Cette question revient à dire : Quelle différence y a-t-il entre le kasàlà de l’autre et le kasàlà de soi, qu’on appelle, en terme technique, autopanégyrique ?

Lorsque j’ai commencé à animer des ateliers d’écriture en 1995, j’ai choisi comme thème l’estime de soi et je me suis appuyé sur ma thèse de doctorat qui portait sur l’autopanégyrique dans les traditions orales africaines. Dans cette démarche, l’autopanégyrique ou, en langage courant, éloge de soi, s’est avéré d’emblée pouvoir être au service de l’estime de soi. J’ai ainsi proposé auto-éloge ou autolouange. Or, comme je l’ai souligné dans mon livre : « Eloge de soi, éloge de l’autre » (Peter Lang 2001), l’autopanégyrique n’est qu’un volet du panégyrique, genre plus vaste, pratiqué dans toutes les traditions orales africaines et connu sous une diversité de noms selon les langues. Kasàlà(en cilubà - RDC) est un de ces noms, les autres étant, par exemple : izibongo(en zulu, xhosa et… - Afrique du sud), amazina(en kinyarwanda et kirundi – respectivement Rwanda et Burundi), oriki(en yoruba - Nigéria). L’autolouange correspond à ce qu’on appelle en anglais selfpraise. J’ai pris l’habitude d’utiliser le terme kasàlà, étant donné que si mes recherches ont porté sur une trentaine de langues, c’est principalement en cilubà que j’ai récolté le plus de données.

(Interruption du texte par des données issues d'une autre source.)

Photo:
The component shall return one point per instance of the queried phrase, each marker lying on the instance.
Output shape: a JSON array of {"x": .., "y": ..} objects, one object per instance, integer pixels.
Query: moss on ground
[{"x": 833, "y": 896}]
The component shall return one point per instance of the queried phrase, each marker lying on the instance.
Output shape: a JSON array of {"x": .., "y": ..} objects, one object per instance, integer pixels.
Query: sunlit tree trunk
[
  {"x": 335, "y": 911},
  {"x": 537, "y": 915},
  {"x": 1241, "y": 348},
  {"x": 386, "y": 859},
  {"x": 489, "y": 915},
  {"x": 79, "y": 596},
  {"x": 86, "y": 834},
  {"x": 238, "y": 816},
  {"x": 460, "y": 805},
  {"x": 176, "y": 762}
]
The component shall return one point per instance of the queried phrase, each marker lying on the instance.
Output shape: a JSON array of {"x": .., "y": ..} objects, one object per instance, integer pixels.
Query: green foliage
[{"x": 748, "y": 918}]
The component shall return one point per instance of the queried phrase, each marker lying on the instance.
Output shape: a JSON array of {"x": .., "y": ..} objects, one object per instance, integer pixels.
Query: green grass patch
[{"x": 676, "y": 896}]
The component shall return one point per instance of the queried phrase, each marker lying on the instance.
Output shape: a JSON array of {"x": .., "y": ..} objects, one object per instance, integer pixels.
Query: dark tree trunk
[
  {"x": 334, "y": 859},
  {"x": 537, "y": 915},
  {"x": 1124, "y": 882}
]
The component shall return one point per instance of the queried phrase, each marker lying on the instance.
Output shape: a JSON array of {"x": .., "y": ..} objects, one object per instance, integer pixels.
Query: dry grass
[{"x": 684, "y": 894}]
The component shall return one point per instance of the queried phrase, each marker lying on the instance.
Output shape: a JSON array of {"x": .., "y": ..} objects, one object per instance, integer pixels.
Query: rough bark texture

Il faut souligner que si, à l’origine, le kasàlà est simplement un genre littéraire comme d’autres, la réflexion que j’y ai consacrée ces vingt dernières années, en essayant de l’appliquer à ma vie, m’a amené à des découvertes insoupçonnées, que je développe dans mon livre intitulé : « Le kasàlà, une école de l’émerveillement » (Jouvence 2015) et dans celui-ci.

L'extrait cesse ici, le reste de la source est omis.